Everyone likes to blow things up. Just ask the kid in your driveway who’s doing her best to level your house with bottle rockets and smoke bombs in celebration of truth, freedom and all things American. 

Sadly, I couldn’t find a way to work an actual pyrotechnic into the paper today, but I’ve opted for the next best thing: devoting the column to a book about setting things on fire. In honor of the Fourth of July, I’m writing about Ray Bradbury’s “Fahrenheit 451.”

This book became one of my favorites as soon as I opened it. I’d like to think everyone in the audience has read it, but I know how it is with classics. Lots of them slip through even the most ambitious literary education. The shorter-than-your-Cliff’s-notes version of “Fahrenheit 451” is as follows. 

In the distant (from 1950) future, books have been outlawed and televisions have taken over entire rooms of houses. Reckless driving abounds. Everyone has a tiny portable radio in his or her ear, general moral apathy has seized the land, and the nation is embroiled in a mysteriously distant but terrifying war. Most importantly, though, is the fact that Firemen don’t put out fires. They set them, using books as kindling. 

The plot follows fireman Guy Montag through a crumbling marriage and a crisis of conscience to a point where saving books from the clutches of his colleagues and escaping the “justice” system are the least of his worries.

“Fahrenheit 451” has been tucked into a niche as a science fiction classic, and there’s no doubt that Bradbury’s speculations about the role of technology in the future were eerily accurate. This may have added to the endurance of the book’s popularity, but an aspect of novel that doesn’t get as much discussion is its role as a horror story. 

Society has managed to survive just fine in a world of cell phones, iPods and plasma TVs, so it’s not the presence of technology that lends the creepy tension to the book.
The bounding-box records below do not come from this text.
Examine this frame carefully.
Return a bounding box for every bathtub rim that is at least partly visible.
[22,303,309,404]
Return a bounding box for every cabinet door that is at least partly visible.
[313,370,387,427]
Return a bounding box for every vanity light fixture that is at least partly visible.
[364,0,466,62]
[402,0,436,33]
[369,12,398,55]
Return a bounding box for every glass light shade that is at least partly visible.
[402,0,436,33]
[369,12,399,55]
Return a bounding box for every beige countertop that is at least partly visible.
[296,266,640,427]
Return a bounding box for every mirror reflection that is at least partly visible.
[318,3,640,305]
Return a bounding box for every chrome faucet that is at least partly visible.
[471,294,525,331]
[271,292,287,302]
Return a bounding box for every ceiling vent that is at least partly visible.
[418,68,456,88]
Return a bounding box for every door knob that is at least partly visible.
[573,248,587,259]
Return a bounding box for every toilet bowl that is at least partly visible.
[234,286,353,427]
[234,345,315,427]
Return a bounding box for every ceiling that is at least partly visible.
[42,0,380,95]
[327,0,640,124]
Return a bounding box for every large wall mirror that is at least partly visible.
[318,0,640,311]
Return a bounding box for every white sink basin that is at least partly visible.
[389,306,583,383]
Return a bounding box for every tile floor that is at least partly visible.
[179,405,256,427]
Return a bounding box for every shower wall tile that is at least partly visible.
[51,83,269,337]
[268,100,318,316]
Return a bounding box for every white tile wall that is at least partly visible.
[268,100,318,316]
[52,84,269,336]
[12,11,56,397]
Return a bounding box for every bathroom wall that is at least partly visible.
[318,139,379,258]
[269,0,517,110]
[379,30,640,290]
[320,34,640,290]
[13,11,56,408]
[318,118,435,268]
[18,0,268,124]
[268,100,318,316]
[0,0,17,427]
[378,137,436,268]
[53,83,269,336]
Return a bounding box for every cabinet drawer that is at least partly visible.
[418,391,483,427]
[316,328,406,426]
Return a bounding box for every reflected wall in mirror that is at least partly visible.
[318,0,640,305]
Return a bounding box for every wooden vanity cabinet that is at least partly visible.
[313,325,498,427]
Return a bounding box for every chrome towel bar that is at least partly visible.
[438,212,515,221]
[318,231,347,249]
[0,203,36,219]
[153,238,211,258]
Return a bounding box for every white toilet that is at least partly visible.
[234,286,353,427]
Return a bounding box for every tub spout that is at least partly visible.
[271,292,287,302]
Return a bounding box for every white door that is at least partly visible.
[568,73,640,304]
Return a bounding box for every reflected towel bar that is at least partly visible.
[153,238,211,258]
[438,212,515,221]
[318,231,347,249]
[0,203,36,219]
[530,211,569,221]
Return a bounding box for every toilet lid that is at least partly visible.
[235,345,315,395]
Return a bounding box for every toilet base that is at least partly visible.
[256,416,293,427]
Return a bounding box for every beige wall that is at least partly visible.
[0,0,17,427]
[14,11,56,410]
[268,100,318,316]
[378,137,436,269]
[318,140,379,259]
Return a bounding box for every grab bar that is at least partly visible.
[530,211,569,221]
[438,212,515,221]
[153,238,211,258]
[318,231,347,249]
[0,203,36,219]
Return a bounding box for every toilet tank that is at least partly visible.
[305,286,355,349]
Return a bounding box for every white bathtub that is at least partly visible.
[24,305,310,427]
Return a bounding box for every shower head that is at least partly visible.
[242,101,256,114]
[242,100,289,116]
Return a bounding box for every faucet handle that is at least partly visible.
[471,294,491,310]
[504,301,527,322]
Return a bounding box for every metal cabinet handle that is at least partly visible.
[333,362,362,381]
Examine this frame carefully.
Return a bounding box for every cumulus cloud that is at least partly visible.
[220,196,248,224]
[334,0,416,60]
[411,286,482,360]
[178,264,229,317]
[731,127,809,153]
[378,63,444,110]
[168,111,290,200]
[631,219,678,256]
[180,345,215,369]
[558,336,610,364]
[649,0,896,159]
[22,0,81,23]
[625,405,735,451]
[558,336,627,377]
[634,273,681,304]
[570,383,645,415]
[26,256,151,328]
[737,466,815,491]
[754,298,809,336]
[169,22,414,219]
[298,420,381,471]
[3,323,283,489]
What’s really terrifying about Bradbury’s “future” is the fact that books aren’t allowed there. Combine Bradbury’s rich vocabulary and vividly crafted characters with sinister figures like Captain Beatty and the Mechanical Hound, and you’ve got a piece of fiction that epitomizes the word “nightmare” to anyone who likes to read.

But what, besides a tenuous and unnerving comparison between fireworks and setting houses full of books on fire, does all of this have to do with the Fourth of July? Independence day has become a celebration of our nation’s beginnings and also of what makes it a place to be proud of. I can’t think of a better way to show your patriotism than by simultaneously celebrating and defending intellectual freedom. 

This Independence Day, take a moment to appreciate a book. Read one for fun. Read one for school. Read silly vampire novels if you must. Just read something. And don’t forget to enjoy the fireworks.